Ah,
enfin un film à Paris ! Je constatais la semaine dernière que
de nombreux films abandonnaient Paris pour la province. Filmer Paris,
ça veut dire pour moi pas seulement faire se dérouler l'action
là-bas, mais aussi inscrire ses décors, le domicile des
protagonistes, leur lieu de travail puis de loisir et le trajet entre
ces trois éléments dans le scénario. Mia Hansen-Løve fait de
Paris la place centrale de L'Avenir, son film – son meilleur
– ne pourrait pas se passer ailleurs.
Nathalie
(Isabelle Huppert) en avale des kilomètres, elle ne cesse de courir
dans tous les sens, dans toutes les directions, du matin au soir.
Chez elle, dans son grand appartement des Hauts de Seine, elle fait
le tour des pièces, de l'immense bibliothèque chargée de livres de
philosophie à sa cuisine où elle improvise une poularde pour Noël
au salon où elle se pose à peine quelques secondes. Isabelle
Huppert semble ne jamais s’asseoir plus de quelques secondes.
Dans
Paris, elle enseigne la philosophie dans un lycée près du bois de
Vincennes, un lycée populaire quand son mari Heinz (André Marcon)
l'enseigne à Henri IV, lycée huppé du centre de Paris. Nathalie
prend le métro, parfois le bus, traverse les couloirs et se voit
refuser, en début de film, l'accès au lycée par des grévistes
lycéens bien revendicatifs. Le film se déroule sous la présidence
Sarkozy. Nathalie vient chercher, à grandes enjambées, les élèves
qui tentent de venir à son cours.
Pendant
ces grèves, l'enseignante et les élèves préfèrent faire cours
sur les pelouses du parc de Vincennes. Le téléphone de Nathalie
sonne toutes les trente secondes, c'est sa mère (Edith Scob) qui
harcèle sa fille pour un oui pour un non. Menace de suicide (les
pompiers n'en peuvent plus), un objet égaré (où est son vison), un
ennui mortel à combler. La maman accable sa fille de sa présence.
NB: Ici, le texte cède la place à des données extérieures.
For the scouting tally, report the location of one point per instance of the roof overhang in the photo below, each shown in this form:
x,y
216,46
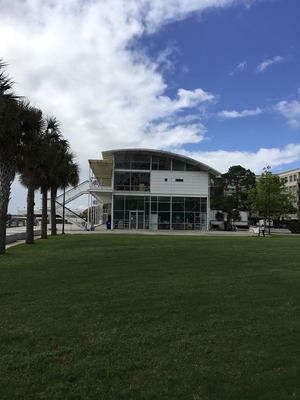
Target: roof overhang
x,y
109,154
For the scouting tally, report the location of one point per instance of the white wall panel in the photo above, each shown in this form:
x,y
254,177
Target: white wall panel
x,y
194,182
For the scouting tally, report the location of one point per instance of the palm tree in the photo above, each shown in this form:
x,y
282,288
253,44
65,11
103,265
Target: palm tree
x,y
31,161
67,173
51,138
61,148
10,138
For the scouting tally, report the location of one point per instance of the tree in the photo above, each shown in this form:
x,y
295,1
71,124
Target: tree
x,y
31,161
57,179
51,138
270,197
10,140
230,193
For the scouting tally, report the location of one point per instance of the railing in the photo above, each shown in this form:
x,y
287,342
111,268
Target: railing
x,y
77,191
71,216
133,188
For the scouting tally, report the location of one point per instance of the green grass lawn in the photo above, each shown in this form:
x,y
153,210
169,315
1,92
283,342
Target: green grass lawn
x,y
151,317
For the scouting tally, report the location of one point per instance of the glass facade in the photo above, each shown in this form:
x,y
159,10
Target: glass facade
x,y
144,161
162,213
132,181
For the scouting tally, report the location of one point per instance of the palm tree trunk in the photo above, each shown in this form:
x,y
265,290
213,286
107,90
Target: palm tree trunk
x,y
7,175
44,212
53,211
30,214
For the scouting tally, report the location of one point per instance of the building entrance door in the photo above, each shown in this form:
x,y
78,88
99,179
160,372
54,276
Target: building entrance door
x,y
136,219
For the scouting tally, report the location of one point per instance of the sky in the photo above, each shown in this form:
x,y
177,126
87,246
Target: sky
x,y
216,80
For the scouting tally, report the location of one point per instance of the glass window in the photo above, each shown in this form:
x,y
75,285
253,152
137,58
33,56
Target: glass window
x,y
119,203
132,203
178,165
163,220
122,181
178,220
122,160
161,163
140,181
190,167
178,204
203,204
154,203
140,161
192,204
163,203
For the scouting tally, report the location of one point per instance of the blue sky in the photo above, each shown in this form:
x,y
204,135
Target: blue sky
x,y
217,80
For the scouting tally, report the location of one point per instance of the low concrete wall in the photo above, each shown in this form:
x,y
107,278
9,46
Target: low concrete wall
x,y
11,238
21,235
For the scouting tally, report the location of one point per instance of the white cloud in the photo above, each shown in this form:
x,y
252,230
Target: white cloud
x,y
239,114
78,61
268,62
239,68
255,161
291,111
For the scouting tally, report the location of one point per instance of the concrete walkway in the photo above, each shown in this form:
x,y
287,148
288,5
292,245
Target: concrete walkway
x,y
70,229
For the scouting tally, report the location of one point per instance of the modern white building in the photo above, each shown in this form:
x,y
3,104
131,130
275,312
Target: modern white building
x,y
152,189
293,185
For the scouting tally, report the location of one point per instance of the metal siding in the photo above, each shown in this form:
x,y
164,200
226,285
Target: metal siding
x,y
195,183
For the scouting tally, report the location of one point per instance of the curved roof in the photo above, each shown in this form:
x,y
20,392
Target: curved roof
x,y
107,155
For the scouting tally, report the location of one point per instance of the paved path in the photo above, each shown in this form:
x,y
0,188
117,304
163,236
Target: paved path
x,y
103,231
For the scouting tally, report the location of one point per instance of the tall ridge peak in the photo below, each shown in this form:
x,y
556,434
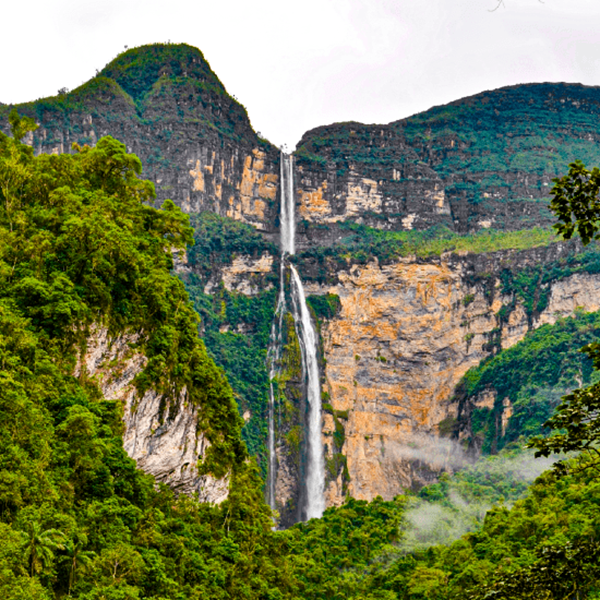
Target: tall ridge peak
x,y
137,70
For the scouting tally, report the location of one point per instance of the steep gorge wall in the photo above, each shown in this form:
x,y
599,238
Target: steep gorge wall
x,y
166,105
404,336
486,161
165,441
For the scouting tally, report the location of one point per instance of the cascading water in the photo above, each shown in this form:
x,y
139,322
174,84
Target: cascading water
x,y
315,463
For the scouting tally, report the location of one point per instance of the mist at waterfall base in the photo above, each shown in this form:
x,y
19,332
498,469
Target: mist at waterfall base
x,y
429,522
312,498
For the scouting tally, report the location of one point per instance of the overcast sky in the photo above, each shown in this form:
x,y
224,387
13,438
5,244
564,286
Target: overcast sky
x,y
298,65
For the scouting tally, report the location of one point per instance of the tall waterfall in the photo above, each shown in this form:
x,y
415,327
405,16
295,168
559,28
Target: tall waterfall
x,y
315,462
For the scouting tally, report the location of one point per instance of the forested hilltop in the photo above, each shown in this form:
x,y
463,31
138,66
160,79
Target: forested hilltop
x,y
439,311
79,246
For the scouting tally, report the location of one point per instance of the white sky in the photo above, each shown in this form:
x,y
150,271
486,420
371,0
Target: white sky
x,y
298,65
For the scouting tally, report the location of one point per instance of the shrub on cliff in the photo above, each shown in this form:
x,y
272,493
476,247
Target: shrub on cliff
x,y
81,245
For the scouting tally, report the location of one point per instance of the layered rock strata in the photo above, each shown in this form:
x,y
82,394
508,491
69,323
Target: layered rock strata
x,y
163,440
404,336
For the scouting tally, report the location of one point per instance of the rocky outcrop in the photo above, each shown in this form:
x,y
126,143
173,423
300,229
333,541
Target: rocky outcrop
x,y
163,440
245,275
404,336
166,105
483,161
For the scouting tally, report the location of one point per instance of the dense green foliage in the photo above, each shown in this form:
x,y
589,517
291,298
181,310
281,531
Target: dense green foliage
x,y
235,326
362,244
494,153
81,247
533,374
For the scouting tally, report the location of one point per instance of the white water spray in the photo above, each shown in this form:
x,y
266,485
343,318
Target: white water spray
x,y
315,464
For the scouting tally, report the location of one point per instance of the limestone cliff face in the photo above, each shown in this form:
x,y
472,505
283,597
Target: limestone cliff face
x,y
404,336
168,107
397,197
164,441
483,161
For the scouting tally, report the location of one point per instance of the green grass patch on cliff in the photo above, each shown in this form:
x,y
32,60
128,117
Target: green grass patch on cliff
x,y
362,244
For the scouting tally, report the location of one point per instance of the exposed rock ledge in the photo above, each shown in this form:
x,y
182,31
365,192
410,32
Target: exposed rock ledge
x,y
168,449
404,336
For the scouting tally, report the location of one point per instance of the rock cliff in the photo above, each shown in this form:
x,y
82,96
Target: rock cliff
x,y
403,331
404,336
195,141
165,441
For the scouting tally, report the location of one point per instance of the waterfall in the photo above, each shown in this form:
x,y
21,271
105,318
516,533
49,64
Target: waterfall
x,y
315,462
273,357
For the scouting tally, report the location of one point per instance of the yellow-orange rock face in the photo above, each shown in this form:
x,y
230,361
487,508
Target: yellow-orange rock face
x,y
404,336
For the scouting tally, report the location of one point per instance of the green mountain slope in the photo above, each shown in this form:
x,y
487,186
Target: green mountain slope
x,y
493,154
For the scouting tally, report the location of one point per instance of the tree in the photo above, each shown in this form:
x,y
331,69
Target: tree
x,y
576,203
40,546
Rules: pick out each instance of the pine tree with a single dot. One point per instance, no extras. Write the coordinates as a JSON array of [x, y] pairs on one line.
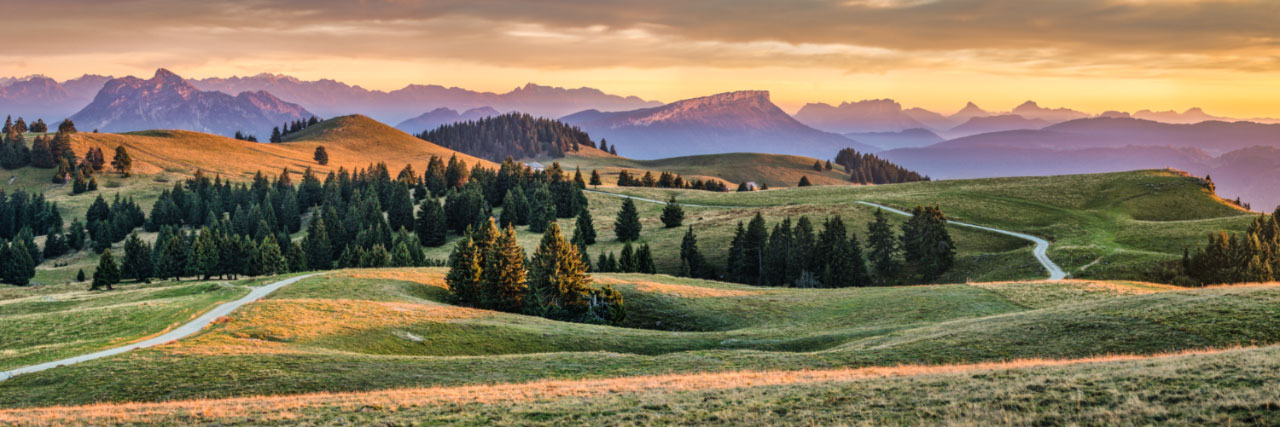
[[432, 226], [753, 249], [595, 179], [400, 209], [318, 247], [137, 260], [558, 284], [883, 248], [585, 228], [672, 215], [120, 161], [108, 272], [644, 260], [627, 258], [272, 260], [321, 156], [691, 262], [627, 224], [504, 276]]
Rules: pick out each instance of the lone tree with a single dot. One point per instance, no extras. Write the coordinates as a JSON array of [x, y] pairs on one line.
[[558, 284], [122, 163], [882, 243], [672, 215], [595, 178], [108, 272], [627, 225], [585, 229], [321, 156]]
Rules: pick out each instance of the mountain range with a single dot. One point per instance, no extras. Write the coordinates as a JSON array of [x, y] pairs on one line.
[[329, 97], [37, 96], [167, 101], [443, 115], [732, 122], [1243, 157]]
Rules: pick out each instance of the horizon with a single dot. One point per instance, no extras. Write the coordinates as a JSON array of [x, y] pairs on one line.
[[1093, 56]]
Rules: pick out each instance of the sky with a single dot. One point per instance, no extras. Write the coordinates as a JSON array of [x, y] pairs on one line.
[[1092, 55]]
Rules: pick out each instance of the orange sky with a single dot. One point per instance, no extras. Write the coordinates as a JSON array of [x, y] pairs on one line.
[[1093, 55]]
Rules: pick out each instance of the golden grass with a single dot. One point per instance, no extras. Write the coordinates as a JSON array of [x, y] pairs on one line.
[[282, 408], [351, 141], [301, 320], [679, 290], [1121, 288]]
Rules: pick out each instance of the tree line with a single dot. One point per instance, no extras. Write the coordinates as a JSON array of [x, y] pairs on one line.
[[513, 134], [663, 180], [871, 169], [1226, 258], [804, 256]]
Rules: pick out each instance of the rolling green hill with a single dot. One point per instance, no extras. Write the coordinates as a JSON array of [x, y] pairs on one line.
[[366, 330], [773, 170]]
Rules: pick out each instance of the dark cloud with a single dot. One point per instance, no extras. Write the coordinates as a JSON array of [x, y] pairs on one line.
[[864, 35]]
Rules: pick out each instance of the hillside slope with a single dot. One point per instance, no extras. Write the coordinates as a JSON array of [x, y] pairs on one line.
[[351, 142]]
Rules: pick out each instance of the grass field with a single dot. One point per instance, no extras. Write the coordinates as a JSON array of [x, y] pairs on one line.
[[773, 170], [1104, 225], [365, 330]]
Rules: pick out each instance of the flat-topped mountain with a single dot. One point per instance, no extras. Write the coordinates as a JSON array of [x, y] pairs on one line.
[[332, 97], [167, 101], [732, 122], [443, 115], [871, 115]]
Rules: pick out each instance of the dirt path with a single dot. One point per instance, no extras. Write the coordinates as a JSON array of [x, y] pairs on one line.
[[176, 334]]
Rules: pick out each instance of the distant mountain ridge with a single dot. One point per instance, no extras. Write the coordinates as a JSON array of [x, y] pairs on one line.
[[167, 101], [869, 115], [332, 97], [39, 96], [731, 122], [443, 115]]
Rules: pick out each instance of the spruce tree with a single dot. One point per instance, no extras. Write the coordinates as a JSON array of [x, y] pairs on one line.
[[644, 260], [584, 229], [318, 247], [504, 279], [627, 224], [595, 178], [400, 209], [270, 257], [558, 284], [120, 161], [672, 215], [432, 226], [137, 260], [883, 248], [627, 258], [108, 272], [691, 262]]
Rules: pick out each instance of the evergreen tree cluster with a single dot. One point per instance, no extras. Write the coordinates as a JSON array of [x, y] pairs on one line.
[[629, 260], [513, 134], [666, 180], [871, 169], [278, 133], [242, 136], [803, 256], [488, 269], [1228, 258], [112, 223]]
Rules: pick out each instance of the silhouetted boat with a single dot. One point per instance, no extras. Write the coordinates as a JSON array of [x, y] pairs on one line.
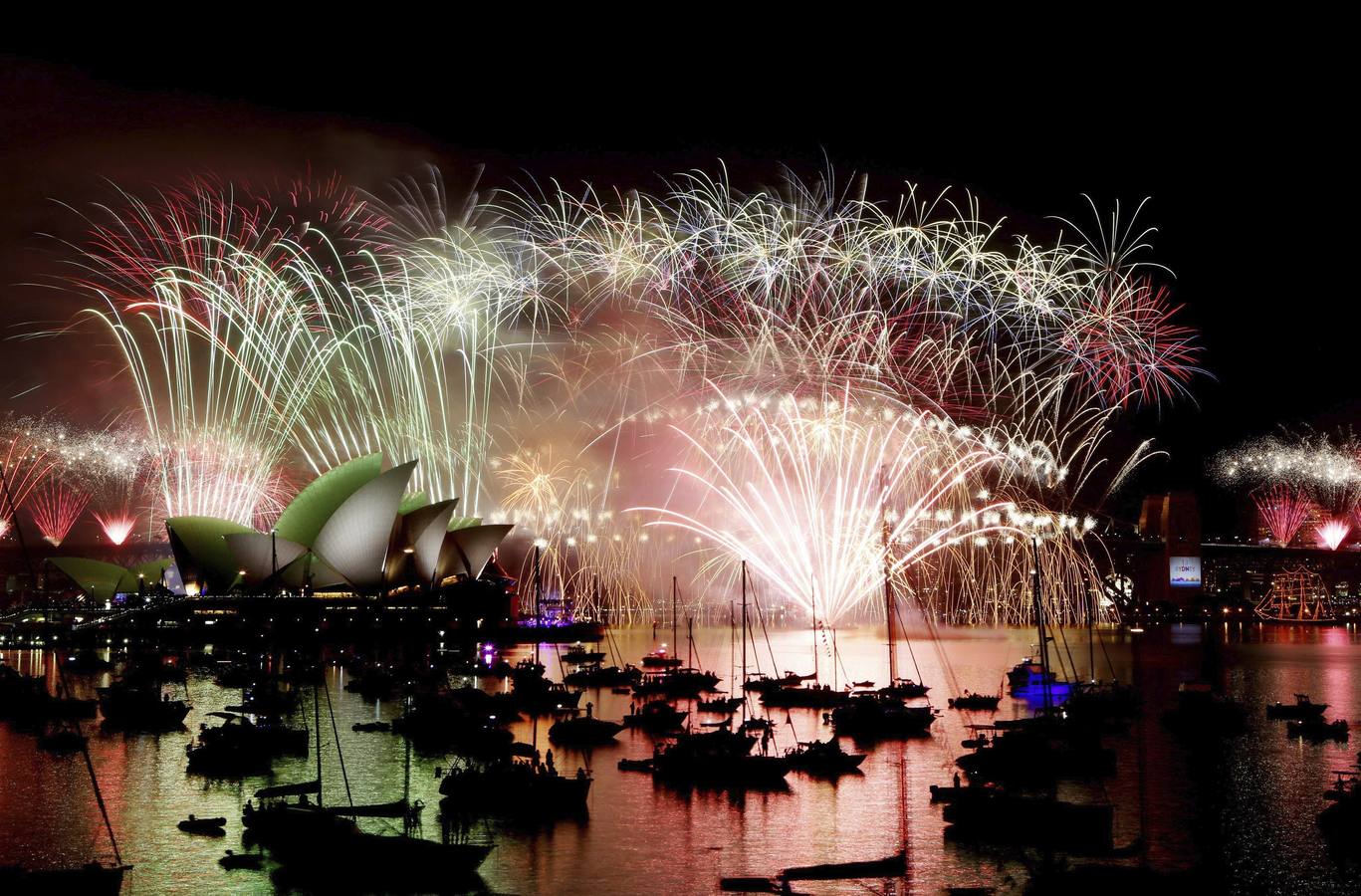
[[367, 728], [1201, 714], [656, 717], [892, 866], [1006, 818], [578, 655], [726, 706], [597, 676], [325, 847], [975, 702], [584, 730], [764, 684], [241, 747], [872, 715], [1040, 749], [62, 741], [211, 826], [825, 759], [86, 880], [95, 878], [241, 861], [1341, 821], [719, 759], [677, 682], [660, 659], [137, 708], [811, 697], [905, 689], [1301, 708], [515, 788], [1319, 730]]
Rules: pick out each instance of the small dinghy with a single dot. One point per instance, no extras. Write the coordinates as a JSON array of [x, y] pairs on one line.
[[370, 726], [247, 861], [211, 826]]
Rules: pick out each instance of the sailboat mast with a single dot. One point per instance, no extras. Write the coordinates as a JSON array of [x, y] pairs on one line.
[[812, 603], [1092, 626], [99, 798], [18, 534], [1038, 622], [85, 752], [744, 639], [538, 607], [887, 583], [316, 723]]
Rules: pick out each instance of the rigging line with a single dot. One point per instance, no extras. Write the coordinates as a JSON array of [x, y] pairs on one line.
[[897, 611], [335, 733], [1068, 651], [775, 663], [1104, 652], [95, 780]]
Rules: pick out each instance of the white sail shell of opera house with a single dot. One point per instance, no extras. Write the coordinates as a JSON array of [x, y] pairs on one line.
[[355, 538], [468, 551], [260, 555]]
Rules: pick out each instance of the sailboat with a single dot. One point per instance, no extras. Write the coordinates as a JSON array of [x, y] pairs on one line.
[[722, 758], [318, 843], [883, 713], [96, 878]]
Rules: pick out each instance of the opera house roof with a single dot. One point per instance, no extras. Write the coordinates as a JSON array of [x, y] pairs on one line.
[[354, 529]]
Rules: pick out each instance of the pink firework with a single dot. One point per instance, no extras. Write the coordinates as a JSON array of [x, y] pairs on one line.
[[56, 507], [115, 526], [1126, 341], [1332, 533], [1282, 511]]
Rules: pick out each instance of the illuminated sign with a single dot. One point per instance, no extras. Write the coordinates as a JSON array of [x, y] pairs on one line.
[[1186, 572]]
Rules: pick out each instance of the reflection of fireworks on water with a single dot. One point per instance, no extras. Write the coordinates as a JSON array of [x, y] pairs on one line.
[[1282, 511]]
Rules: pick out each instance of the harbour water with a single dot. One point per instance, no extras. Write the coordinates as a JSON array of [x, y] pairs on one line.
[[1245, 810]]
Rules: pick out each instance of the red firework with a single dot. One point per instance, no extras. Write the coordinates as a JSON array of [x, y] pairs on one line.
[[56, 507], [1283, 511], [1331, 533], [115, 526], [1128, 347]]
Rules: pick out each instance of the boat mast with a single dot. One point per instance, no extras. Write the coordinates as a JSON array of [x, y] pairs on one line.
[[85, 752], [744, 639], [18, 533], [538, 607], [812, 603], [889, 610], [1038, 622], [316, 723], [1092, 624]]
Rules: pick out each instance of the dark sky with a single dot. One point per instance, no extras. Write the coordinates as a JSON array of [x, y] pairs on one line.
[[1246, 152]]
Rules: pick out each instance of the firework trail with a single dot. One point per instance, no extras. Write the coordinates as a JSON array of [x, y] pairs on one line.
[[56, 507], [1283, 511], [1331, 533]]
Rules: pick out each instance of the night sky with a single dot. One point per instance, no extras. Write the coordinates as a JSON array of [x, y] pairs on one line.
[[1243, 154]]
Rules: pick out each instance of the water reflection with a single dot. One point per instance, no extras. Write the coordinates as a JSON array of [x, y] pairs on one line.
[[1247, 810]]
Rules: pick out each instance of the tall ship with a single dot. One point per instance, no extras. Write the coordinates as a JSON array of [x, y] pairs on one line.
[[1297, 595]]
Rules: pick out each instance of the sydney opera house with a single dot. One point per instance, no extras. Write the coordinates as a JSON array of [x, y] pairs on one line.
[[352, 530]]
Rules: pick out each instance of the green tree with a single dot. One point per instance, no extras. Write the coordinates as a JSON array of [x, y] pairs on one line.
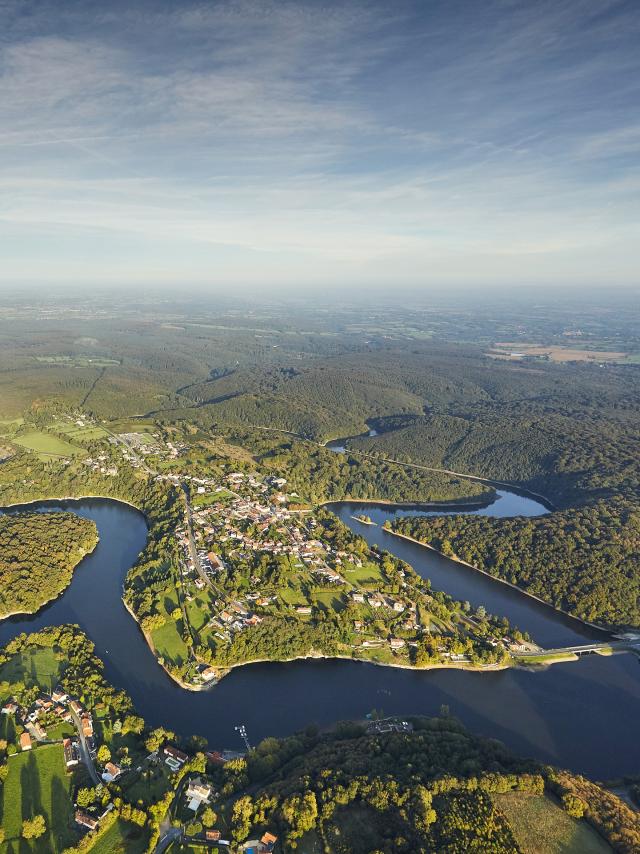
[[34, 828]]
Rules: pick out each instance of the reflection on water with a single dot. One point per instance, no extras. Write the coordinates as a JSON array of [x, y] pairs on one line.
[[580, 715]]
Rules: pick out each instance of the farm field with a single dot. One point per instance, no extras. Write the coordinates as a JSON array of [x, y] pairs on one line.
[[46, 445], [37, 783], [33, 667], [543, 827], [121, 838], [555, 353]]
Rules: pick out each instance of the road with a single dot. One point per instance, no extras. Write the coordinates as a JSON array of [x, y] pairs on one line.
[[84, 750], [604, 648], [173, 833]]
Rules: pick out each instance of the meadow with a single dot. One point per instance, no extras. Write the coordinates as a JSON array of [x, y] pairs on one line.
[[37, 783], [541, 826]]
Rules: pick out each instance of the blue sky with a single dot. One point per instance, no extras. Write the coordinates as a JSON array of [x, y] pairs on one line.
[[304, 143]]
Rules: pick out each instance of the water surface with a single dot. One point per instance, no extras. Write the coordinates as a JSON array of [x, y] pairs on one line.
[[580, 715]]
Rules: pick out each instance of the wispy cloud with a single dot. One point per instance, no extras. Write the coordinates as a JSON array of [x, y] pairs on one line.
[[444, 140]]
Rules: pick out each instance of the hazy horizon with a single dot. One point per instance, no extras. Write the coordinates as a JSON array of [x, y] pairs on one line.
[[300, 145]]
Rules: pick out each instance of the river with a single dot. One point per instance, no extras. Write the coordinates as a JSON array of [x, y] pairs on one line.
[[582, 715]]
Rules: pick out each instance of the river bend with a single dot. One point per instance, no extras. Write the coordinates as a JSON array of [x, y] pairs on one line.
[[582, 715]]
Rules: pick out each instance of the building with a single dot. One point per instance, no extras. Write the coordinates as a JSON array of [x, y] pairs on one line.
[[71, 752], [198, 793], [174, 758], [111, 772], [268, 841], [85, 820]]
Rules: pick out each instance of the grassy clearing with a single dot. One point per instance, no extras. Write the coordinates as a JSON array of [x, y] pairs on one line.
[[199, 611], [368, 574], [83, 434], [46, 445], [38, 783], [542, 827], [169, 644], [33, 667], [121, 838]]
Là encore Nathalie jongle avec les trajets pour soulager sa mère.
Autre
parc, autre personnage. Dans les Buttes Chaumonts, Nathalie rencontre
Fabien (Roman Kolinka), l'un de ses anciens élèves, thésard
baba-cool. Ils se tutoient et se voient de plus en plus. Elle tient
une collection sur la philosophie chez un petit éditeur, dont les
nouveaux gérants veulent tout révolutionner (aussi revendicatifs
que les lycéens mais bien plus obséquieux), elle veut publier
Fabien, lui aussi personnage qui ne cesse de se déplacer, surtout en
vélo.
Si
L'Avenir quitte Paris et ses rues, c'est pour aller sur la
tombe de Chateaubriand (flashback d'ouverture), c'est pour se rendre
en grande banlieue quand Nathalie loue à sa mère un appartement
dans une luxueuse résidence de retraités (elle culpabilise un peu
mais pas trop) puis pour voyager dans le Vercors (métro, TGV, TER
Rhône-Alpes, voiture) pour y accéder. Fabien vit désormais là-bas
avec une bande d'autres étudiants philosophes qui causent
philosophie en allemand.
Cette
partie dans le Vercors où Nathalie emmène le chat noir obèse de sa
maman n'est pas une évasion hors de Paris. Elle y va parce que plus
rien ne la retient à Paris, ni ses enfants maintenant adultes qui
mènent une vie banale, ni sa mère maintenant en maison de repos, ni
Heinz qui a une maîtresse. Fabien subit la très forte influence de
Nathalie et reproduit, sans s'en rendre compte, au beau milieu des
montagnes du Vercors le schéma familial de Nathalie alors qu'il
croit devenir un révolutionnaire.
L'une
des plus belles scènes de L'Avenir arrive quand Heinz a enfin
quitté l'appartement conjugal. Nathalie avait déjà pesté contre
les roses qui trônaient au milieu du salon, une habitude que son
mari n'a pas perdu. Cette fois, elle constate qu'une bonne partie des
bouquins de la bibliothèque ont été emportés par Heinz. Isabelle
Huppert a le ton juste, la bonne intonation, le visage parfait et la
posture précise pour faire de cette scène un moment de cocasserie,
de désespoir et de drôlerie.
Les
films de Mia Hansen-Løve ne m'avait jusqu'à présent jamais
convaincus, ses deux derniers étaient plombés par l'absence de
charisme de ses interprètes. L'Avenir regorge de répliques
et situations de comédie, avec au centre Isabelle Huppert en très
grande forme. Depuis quelques films, Huppert faisait du Huppert et
les cinéastes la laissaient faire. Je ne l'avais pas vue aussi vive
et subtile depuis longtemps, j'oserais dire depuis La Cérémonie
de Claude Chabrol (ou presque).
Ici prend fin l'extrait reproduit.